BCN Film Fest 2026: El crack
Qué decir de El crack a estas alturas. Estamos ante uno de esos clásicos del cine español que no solo aguanta perfectamente el paso del tiempo, sino que parece crecer cada vez que se revisita. Garci construye una película fantástica, con un guion sólido, unos diálogos llenos de personalidad y una puesta en escena que entiende perfectamente el género que está abrazando. Es cine negro filtrado por una mirada muy propia, muy madrileña y al mismo tiempo profundamente cinematográfica.
Uno de los grandes placeres de El crack está en esas calles de Madrid nocturnas que, por momentos, parecen sacadas de una película ambientada en Nueva York. Garci consigue convertir la ciudad en un personaje más, llena de sombras, bares, silencios y desencanto. Y en medio de todo eso aparece un Alfredo Landa maravilloso, enorme, capaz de sostener cada escena con una presencia impresionante.
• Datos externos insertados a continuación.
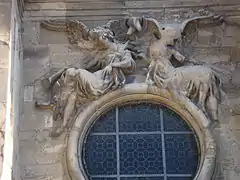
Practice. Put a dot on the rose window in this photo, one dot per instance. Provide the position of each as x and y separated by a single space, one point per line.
141 141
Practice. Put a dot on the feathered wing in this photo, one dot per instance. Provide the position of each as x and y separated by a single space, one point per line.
79 35
119 28
150 32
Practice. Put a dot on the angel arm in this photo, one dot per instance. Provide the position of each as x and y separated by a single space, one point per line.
126 61
177 55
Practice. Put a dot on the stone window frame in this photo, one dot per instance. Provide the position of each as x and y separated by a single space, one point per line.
140 91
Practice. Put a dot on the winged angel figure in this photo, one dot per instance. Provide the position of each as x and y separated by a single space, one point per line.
199 83
106 69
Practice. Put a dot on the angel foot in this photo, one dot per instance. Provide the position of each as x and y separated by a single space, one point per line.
149 81
56 132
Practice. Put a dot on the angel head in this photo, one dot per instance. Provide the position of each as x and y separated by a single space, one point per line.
169 35
101 34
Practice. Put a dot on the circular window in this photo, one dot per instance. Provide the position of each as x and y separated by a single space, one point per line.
142 141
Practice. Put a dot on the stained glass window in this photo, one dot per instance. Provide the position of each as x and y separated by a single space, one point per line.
141 141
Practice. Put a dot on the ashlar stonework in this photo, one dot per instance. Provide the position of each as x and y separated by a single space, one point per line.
122 60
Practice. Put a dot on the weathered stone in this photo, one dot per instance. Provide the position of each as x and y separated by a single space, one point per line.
36 64
33 118
236 77
28 93
47 37
3 88
31 32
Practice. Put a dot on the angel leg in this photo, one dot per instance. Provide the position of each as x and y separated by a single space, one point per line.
69 108
203 92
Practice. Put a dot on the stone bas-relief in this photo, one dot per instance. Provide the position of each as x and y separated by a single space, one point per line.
71 87
77 85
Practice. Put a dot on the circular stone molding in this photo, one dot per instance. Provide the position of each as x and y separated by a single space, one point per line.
135 92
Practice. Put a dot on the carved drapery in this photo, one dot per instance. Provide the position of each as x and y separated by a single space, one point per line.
194 91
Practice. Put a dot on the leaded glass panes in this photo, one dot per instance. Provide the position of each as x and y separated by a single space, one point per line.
140 142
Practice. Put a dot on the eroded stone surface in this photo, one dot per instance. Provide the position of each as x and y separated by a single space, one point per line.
42 156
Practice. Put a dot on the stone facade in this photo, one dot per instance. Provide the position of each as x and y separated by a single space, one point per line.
39 156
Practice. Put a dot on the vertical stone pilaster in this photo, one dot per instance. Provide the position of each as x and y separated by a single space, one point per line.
10 88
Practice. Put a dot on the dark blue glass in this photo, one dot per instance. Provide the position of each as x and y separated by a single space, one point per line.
139 118
141 178
106 122
140 154
100 155
181 154
103 178
179 178
173 122
132 148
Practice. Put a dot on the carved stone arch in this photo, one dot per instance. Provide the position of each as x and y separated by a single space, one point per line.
140 91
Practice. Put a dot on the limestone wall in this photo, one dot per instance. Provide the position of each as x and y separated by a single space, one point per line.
42 157
10 90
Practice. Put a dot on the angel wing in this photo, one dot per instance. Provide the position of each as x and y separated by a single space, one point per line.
93 42
138 31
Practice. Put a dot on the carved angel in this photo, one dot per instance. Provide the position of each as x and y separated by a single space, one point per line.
107 70
199 83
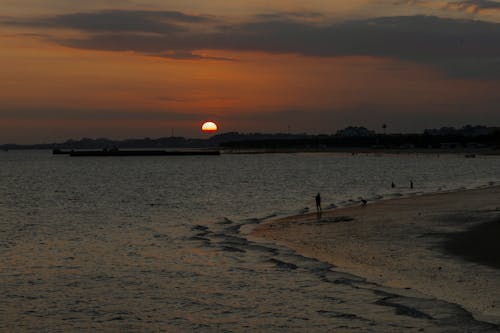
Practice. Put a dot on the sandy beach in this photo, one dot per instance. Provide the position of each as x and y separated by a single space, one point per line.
443 246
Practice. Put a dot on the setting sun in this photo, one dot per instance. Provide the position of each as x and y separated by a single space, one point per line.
209 126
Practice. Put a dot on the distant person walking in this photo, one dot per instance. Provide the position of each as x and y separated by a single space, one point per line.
318 203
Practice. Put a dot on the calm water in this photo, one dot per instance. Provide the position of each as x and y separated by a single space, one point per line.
158 243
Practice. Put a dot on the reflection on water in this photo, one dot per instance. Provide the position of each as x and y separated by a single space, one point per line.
151 244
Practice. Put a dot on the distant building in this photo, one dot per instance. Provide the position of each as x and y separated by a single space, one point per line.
353 131
469 131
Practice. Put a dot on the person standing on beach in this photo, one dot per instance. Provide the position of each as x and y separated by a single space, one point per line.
318 203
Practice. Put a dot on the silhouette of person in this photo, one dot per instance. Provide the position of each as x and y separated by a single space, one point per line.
318 203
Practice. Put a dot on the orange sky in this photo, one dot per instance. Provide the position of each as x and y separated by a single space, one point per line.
51 91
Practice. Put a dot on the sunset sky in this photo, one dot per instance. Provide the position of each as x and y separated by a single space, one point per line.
132 68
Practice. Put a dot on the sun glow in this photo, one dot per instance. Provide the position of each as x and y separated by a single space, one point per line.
209 126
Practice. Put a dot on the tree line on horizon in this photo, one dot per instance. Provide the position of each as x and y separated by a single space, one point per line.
352 136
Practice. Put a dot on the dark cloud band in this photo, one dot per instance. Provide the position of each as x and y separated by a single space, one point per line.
460 47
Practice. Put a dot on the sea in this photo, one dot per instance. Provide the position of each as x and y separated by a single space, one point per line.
161 244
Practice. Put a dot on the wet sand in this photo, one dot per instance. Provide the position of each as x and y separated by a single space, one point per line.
444 246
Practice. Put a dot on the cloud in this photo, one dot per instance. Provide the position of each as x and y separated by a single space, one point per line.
460 47
466 6
97 115
117 21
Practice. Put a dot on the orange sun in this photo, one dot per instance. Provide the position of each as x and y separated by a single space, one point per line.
209 126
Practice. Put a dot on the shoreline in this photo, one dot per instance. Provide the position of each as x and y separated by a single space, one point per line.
425 243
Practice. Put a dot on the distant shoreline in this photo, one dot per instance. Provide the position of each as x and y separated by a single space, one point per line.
425 243
361 150
346 150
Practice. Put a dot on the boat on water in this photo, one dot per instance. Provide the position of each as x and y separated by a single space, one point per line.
118 152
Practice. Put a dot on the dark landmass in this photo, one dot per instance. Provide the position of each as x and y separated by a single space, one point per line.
448 139
479 244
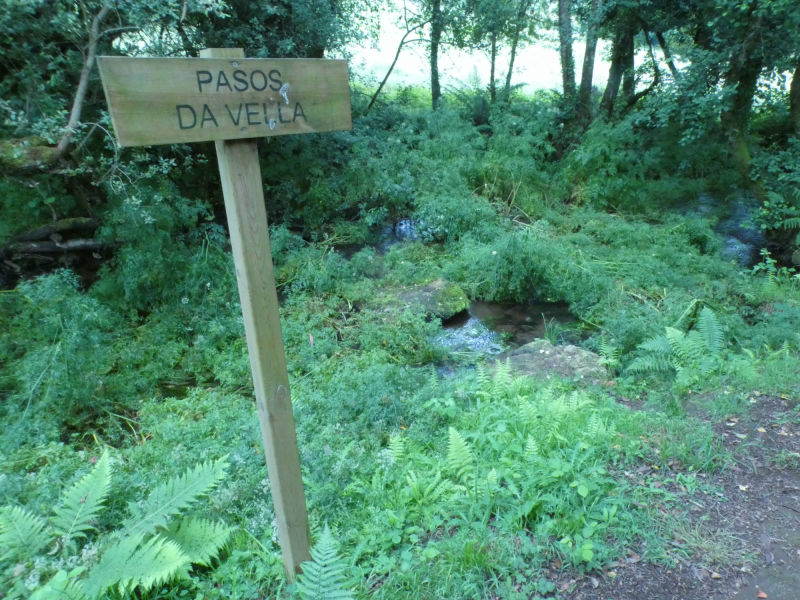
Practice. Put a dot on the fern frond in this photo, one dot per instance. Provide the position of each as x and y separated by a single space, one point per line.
172 497
459 457
427 493
22 533
711 331
677 345
322 577
132 563
199 539
527 411
397 448
789 223
531 448
62 586
595 427
657 345
653 363
81 503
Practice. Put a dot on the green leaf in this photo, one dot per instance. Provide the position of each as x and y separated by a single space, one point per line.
131 563
322 577
199 539
22 533
81 503
171 498
62 586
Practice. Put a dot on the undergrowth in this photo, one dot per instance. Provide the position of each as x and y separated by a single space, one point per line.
426 475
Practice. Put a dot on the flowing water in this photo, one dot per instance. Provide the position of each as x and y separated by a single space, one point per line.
494 327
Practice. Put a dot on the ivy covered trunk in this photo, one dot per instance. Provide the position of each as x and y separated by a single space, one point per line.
621 61
742 75
565 41
585 92
794 99
436 37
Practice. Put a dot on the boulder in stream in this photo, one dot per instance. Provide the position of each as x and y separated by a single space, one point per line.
439 298
542 359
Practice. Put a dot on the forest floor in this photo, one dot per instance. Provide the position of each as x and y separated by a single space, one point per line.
751 522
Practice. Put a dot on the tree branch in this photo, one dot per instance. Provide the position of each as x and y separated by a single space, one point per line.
403 42
83 83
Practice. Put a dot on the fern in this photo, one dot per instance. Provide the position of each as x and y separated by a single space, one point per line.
460 460
425 493
711 331
171 498
789 223
22 533
199 539
688 355
62 586
323 576
143 553
134 562
81 503
397 448
531 448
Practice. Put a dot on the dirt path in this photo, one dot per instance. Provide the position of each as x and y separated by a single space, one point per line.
755 513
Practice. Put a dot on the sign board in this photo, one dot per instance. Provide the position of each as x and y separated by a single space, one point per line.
225 97
181 100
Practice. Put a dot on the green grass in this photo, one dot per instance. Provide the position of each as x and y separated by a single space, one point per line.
465 484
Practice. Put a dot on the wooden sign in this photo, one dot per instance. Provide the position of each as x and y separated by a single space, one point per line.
180 100
224 97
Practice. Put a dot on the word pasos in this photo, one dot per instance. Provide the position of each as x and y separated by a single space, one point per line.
239 81
269 112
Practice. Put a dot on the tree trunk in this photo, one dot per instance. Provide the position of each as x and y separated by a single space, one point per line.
629 72
83 82
794 99
492 83
523 9
585 92
742 74
402 43
667 56
623 40
436 38
565 42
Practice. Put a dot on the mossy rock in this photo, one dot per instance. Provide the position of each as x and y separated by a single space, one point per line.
25 153
439 298
542 359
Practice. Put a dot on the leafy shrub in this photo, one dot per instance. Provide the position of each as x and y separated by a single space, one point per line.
691 356
156 543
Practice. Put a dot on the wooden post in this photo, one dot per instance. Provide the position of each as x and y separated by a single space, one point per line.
229 99
242 188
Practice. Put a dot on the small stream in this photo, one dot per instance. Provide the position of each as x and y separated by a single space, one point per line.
494 327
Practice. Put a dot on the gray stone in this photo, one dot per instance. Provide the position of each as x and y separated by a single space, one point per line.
542 359
439 298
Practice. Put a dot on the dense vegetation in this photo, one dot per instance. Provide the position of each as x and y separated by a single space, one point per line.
125 381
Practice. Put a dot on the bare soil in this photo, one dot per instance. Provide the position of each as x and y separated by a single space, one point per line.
755 511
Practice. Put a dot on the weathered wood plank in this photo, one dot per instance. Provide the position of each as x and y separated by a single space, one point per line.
182 100
247 222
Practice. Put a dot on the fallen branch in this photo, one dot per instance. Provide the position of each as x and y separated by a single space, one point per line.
59 227
51 247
Su Germán Areta es duro, melancólico, humano y lleno de heridas, uno de esos personajes que explican por sí solos por qué esta película ocupa un lugar tan importante dentro de nuestro cine.
El pase en el BCN Film Festival tuvo además un regalo añadido: un coloquio posterior con Garci que fue MA-RA-VI-LLO-SO. Escucharle hablar de cine, de rodajes, de actores y de una forma de entender las películas que parece cada vez más difícil de encontrar fue casi tan disfrutable como volver a ver El crack en pantalla grande. Una experiencia redonda para reencontrarse con una de las grandes películas españolas y recordar que, cuando Garci estaba inspirado, podía hacer cine negro con una elegancia y una personalidad absolutamente únicas.